Introducción.

Nunca pensé que hackear a la NASA sería tan fácil.

Bueno… fácil si tienes a Rodrigo distrayendo al profesor, a Elvia controlando las cámaras del centro de investigación y a África y Francisco vigilando las puertas. Yo solo tuve que pulsar “enter”.

Ese clic lo cambió todo. Fue el momento en que nuestra máquina teletransportadora dejó de ser un proyecto imposible para convertirse en una bomba de problemas.

Estábamos en plena excursión del colegio, supuestamente aprendiendo sobre ciencia. Pero, en realidad, habíamos venido a por la última pieza para nuestro invento épico. Un microscopio con cuatro lentes de cien aumentos, conectado a un ordenador capaz de apuntar coordenadas y desintegrar materia.

En teoría, nada podía salir mal.

En la práctica… bueno, ya verás.

—¡Chicos, qué hacéis! No podéis estar aquí. —la voz del vigilante nos heló la sangre.

—Perdón, pero estamos terminando la máquina teletransportadora. —respondí con la cara más seria que pude.

—¿Qué?

—De hecho, estamos hablando con la NASA para terminarlo.
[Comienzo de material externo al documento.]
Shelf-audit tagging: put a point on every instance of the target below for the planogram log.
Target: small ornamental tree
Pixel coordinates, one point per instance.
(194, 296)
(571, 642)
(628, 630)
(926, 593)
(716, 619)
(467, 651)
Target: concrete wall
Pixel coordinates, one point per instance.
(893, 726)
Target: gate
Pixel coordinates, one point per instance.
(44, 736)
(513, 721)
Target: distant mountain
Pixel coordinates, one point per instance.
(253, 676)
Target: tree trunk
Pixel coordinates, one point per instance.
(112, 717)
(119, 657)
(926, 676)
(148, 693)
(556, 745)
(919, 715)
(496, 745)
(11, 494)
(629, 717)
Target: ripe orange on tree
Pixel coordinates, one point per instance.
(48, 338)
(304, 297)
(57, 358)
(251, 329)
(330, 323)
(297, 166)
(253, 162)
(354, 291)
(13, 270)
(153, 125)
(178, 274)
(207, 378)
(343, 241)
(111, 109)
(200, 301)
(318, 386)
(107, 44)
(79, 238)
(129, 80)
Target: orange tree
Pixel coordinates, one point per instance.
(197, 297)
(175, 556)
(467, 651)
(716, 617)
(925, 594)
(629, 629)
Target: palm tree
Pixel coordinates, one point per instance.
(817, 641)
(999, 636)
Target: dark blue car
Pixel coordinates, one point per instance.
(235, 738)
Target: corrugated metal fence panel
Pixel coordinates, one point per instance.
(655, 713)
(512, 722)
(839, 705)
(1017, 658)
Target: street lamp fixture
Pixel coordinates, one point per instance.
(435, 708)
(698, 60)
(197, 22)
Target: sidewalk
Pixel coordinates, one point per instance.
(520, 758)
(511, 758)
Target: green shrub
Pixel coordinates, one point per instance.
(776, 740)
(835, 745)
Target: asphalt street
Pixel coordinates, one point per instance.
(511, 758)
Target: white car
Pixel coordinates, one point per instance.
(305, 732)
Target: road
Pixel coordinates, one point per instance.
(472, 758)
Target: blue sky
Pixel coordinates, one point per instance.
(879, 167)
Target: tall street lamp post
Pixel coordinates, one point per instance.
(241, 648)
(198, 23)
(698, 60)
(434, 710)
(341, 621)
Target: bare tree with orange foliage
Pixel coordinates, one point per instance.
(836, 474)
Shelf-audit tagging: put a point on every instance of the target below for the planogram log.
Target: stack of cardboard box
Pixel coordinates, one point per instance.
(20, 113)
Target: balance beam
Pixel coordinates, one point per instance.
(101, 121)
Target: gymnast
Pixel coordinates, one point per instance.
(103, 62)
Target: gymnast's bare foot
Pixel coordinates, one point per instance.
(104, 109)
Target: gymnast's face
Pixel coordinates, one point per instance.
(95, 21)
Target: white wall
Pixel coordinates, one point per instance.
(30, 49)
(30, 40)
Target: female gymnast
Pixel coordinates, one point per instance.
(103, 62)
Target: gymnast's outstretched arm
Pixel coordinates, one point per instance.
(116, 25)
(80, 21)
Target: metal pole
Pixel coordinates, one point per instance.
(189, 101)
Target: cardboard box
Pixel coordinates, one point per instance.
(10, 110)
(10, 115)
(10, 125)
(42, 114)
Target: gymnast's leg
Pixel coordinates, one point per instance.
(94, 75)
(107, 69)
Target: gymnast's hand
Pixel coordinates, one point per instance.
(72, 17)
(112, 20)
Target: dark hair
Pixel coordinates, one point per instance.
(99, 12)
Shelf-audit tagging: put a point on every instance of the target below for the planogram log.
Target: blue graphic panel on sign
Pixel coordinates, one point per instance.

—…Vale, pero vais a tener un parte.

Cuando terminó de regañarnos, activamos la máquina por primera vez. Metimos a una rata con un trozo de queso. Un destello. Un rayo. Un silencio que nos hizo contener la respiración.

La rata apareció en el otro lado… con una bruma extraña a su alrededor.

Nos miró. Cogió el queso. Y algo en su mirada no era normal.

—Lo hemos conseguido… —susurró África.

—¡Tenemos que patentarla ya! —gritó Rodrigo.

—Vale, las coordenadas de Madrid son estas: 40°25'13.6"N 3°41'18.1"W —dije yo.

Nos teletransportamos. Volvimos. Y ahí fue cuando todo empezó a salir mal.